AB Testing - Lesson 3 - Choosing Metrics

1. Definition

Invariant Checking

The metrics that shouldn’t change across your experiment and your control

Is total population the same
Is the distribution the same
You can use multiple metrics at this stage

Evaluation

High level business metrics
How much revenue you make
What your market share is
How many users you have
Detailed Metrics
- User experience with actually using your product
  - How long they stay on your page
Number of metrics to use depend on the culture of the company

How to define metrics?

Come up with a high level concept for a metric
- One sentence summary that everyone can understand like “Click Through Probability”, “Active User”, etc
Figure out all of the nitty gritty details
- What does active mean?
Take all the data measurements and summarize them into a single metric
You can group all metrics into a composite metrics using Overall Evaluation Criterion

2. Expanding the Customer Funnel

Here we use the example of the hypothetical company “Audacity”.

Homepage visits
Exploring the site
- # users who view course list
- # users who view course details
Create an account
- # users who enroll in a course
- # users who finish lesson 1, lesson 2, etc
- # users who sign up for coaching at various levels
Completing a course
- # users who enroll in a second class
- # users who get jobs

Things to note:

Different platforms: IOS, Android, Desktop
Each stage is a metric: Count - # users who reach that point
Rates/Probability: # (unique) users in current level / # (unique) users in previous level
- want to increase rate of progression
Rates are often better than probabilities for measuring the usability of a button

Metrics that are difficult to measure:

Don’t have access to data
Takes too long to calculate the metrics: e.g. whether student get a job

3. Other techniques to define metrics

External data
- Survey
- Academic Research
Internal data
- Use all of the existing data, e.g. logs
  - Retrospective/Observational analyses, running experiments
- Gather new data: you can’t answer from your existing data
  - User experience reasearch
  - Survey
  - Focus groups

Gather Additional Data

User Experience Research(UER)
- Can go deep
- # participants is small
- Good for brainstorming
- Can use special equipment(like eye tracking)
- Need to validate the results using retrospective analyses
Focus groups: bring potential users for a group discussion
- Not as deep as UER
- Can bring participants than UER
- Get feedback on hypotheticals
- If you have a skilled facilitator, you run the risk of group think and convergence on fewer opinions
Surveys
- Not as deep as Focus groups
- More participants than focus groups
- Useful for metrics you can not directly measure
- Can’t directly compare to other results because users might not tell the truth and population for your survey might be different from other internal metrics

Examples of applying metrics

Measure user engagement
- Survey responses as proxy
- UER to brainstorm
- Retrospective analysis to see user behavior
Decide whether to extend inventory
- Focus groups to get ideas from users
- External data to see what uses want on other shopping site
Which ads get most views
- External data
- UER: Eye-tracking machine
- Retrospective analysis

4. Metrics Definition and Capturing data

Definition

Fully define what data are we going to look at to actually compute the metric
Given those events/data, how do I summarize my metric

Build Intuition

E.g. Click-through rate > 10% is not realistic

Capturing data

The technology used for counting clicks in different browsers(e.g. IE, Safari) might be different. So the difference of CTR in different platform might not be due to the users but the underlying technoloigy

Example: Defining a metric

High level metric: Click-through probability =# users who click / # users who visit

Detailed metric:

Def 1 (unique): For each <time interval> , = # cookies that click / # cookies
Def 2(unique) : = # pageviews results in a click within <time interval> / # pageviews
- This data capture is usually easier than recording cookies and then later grouping by cookies
Def 3: = # clicks / # pageviews (click-through rate)
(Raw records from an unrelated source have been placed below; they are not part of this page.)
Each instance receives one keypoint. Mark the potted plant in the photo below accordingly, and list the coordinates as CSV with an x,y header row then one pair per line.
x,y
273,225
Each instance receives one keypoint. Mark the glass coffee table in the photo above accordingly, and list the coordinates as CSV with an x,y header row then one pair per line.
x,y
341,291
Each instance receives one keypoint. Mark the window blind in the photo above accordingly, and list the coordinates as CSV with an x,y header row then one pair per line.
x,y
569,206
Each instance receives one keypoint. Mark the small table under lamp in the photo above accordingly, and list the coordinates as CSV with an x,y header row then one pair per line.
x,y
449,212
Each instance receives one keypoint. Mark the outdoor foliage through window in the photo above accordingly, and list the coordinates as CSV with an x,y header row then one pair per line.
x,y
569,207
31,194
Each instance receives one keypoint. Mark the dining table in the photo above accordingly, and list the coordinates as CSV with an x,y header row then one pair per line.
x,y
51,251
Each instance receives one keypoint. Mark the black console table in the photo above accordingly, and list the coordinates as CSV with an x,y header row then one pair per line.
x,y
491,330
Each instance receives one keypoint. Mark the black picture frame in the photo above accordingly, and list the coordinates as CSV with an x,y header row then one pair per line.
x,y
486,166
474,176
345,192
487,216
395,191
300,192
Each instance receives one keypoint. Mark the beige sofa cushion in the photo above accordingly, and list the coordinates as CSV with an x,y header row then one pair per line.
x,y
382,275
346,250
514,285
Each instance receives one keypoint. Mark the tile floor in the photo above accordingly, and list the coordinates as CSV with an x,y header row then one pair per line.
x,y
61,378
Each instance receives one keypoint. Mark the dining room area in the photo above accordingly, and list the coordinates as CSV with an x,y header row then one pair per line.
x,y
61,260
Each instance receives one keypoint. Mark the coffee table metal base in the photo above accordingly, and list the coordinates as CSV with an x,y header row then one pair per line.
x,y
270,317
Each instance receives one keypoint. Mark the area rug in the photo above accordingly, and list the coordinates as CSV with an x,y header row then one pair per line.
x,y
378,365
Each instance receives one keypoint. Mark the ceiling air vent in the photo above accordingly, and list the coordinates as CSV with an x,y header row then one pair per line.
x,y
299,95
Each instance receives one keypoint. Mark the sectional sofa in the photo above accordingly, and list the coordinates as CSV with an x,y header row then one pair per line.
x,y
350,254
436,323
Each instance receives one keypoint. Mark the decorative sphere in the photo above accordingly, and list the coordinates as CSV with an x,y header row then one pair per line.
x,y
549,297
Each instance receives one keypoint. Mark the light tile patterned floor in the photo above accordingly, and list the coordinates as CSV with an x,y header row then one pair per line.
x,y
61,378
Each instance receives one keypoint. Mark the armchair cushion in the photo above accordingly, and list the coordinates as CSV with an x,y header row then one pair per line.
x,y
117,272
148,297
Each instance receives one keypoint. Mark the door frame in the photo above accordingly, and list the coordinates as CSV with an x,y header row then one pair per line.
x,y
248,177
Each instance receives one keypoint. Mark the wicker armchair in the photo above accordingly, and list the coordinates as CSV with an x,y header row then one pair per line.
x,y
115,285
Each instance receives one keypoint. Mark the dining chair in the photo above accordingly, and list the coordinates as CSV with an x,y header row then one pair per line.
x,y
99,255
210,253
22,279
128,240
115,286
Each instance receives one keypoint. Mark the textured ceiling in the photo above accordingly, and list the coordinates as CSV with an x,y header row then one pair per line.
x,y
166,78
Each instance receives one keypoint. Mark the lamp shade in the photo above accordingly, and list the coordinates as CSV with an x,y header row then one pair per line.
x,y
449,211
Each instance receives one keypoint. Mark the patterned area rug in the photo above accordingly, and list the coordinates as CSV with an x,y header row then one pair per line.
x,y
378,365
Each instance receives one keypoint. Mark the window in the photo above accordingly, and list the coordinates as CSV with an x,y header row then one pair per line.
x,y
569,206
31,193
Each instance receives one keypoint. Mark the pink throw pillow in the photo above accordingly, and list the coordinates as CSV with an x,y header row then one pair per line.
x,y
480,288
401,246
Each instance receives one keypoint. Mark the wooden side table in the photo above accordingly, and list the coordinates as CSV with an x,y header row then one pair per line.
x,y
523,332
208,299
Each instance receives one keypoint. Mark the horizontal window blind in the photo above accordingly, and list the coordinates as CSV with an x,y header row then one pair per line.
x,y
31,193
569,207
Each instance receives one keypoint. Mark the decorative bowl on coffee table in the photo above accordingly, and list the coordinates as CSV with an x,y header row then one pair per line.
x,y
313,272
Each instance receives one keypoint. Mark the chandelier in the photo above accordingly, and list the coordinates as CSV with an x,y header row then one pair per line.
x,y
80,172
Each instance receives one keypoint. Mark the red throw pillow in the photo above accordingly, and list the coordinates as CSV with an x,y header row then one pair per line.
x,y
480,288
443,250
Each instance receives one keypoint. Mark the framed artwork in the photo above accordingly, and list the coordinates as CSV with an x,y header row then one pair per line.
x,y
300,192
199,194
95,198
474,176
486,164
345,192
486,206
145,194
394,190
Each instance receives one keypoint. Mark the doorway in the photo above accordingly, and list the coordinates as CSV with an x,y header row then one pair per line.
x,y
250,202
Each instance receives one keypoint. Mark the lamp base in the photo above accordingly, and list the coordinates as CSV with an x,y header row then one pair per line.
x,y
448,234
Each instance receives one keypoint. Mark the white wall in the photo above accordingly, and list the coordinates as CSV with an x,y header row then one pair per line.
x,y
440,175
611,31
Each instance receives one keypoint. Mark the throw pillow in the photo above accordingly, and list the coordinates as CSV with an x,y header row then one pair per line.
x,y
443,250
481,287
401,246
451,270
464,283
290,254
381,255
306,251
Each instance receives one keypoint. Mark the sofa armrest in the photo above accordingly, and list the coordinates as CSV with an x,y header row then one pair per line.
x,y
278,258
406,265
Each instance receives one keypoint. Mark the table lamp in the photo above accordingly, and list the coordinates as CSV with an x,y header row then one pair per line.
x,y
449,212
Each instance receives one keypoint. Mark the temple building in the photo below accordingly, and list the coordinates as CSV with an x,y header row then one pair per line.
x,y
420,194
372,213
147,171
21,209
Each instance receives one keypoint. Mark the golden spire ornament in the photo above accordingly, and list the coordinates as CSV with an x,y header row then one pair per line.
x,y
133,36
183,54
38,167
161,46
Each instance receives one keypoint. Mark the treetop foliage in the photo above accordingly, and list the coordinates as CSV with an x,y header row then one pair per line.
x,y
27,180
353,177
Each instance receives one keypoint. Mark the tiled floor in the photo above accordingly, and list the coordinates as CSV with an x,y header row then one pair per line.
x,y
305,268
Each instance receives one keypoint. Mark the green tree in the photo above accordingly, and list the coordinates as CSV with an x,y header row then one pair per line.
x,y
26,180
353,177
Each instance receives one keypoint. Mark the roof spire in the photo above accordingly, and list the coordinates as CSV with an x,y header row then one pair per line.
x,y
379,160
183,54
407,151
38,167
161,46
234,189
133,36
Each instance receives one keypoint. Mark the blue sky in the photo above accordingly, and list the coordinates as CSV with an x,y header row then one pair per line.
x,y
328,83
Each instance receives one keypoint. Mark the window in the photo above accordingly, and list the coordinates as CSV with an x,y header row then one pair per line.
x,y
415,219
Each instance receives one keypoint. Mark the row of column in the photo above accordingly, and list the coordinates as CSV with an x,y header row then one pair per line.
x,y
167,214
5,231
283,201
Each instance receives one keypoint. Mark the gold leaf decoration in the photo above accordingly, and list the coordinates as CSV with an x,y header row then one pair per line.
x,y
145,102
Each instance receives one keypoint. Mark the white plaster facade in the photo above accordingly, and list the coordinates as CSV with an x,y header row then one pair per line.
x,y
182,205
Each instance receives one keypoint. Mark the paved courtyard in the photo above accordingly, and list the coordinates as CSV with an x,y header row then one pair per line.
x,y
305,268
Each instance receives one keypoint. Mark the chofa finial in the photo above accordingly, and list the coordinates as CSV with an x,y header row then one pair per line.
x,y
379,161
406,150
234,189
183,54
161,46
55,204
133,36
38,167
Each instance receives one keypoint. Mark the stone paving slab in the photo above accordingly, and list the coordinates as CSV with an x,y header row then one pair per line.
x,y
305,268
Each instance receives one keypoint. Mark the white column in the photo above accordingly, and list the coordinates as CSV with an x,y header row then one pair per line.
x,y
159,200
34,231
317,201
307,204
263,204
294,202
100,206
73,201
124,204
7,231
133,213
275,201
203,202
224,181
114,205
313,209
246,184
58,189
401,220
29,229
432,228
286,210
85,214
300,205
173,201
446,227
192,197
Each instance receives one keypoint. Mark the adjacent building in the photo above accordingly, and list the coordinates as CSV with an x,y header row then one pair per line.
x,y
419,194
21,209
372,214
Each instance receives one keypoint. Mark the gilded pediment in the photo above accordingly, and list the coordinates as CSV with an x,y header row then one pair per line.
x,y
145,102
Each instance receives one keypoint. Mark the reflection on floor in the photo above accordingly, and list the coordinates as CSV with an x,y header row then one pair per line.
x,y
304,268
Which metrics have which problems

check the metrics that will stay the same under the following conditions

	Def 1: Cookie prob	Def 2: Pageview prob
Double Click or Single Click	*	*
Back button or caches page(not generate second page view)	*
Click-tracking bug of Javascript

Note: For the click-tracking bug of missing clicks, all three metrics will be affected.

5. Filter and Segmenting data

External Reason
- Spam and fraud from competitors messing up your metrics
Internal Reason
- Your change only impacts a subset of your traffic (e.g. you don’t want to internalize your change but just within English traffic)

How to use the filters

Compute a baseline value for your metric
To figure out whether or not you are biasing your data
- Slice your data, compute the metric on different disjoint sets

Filtering and segmenting data is usually good for evaluating definitions and building intuitions.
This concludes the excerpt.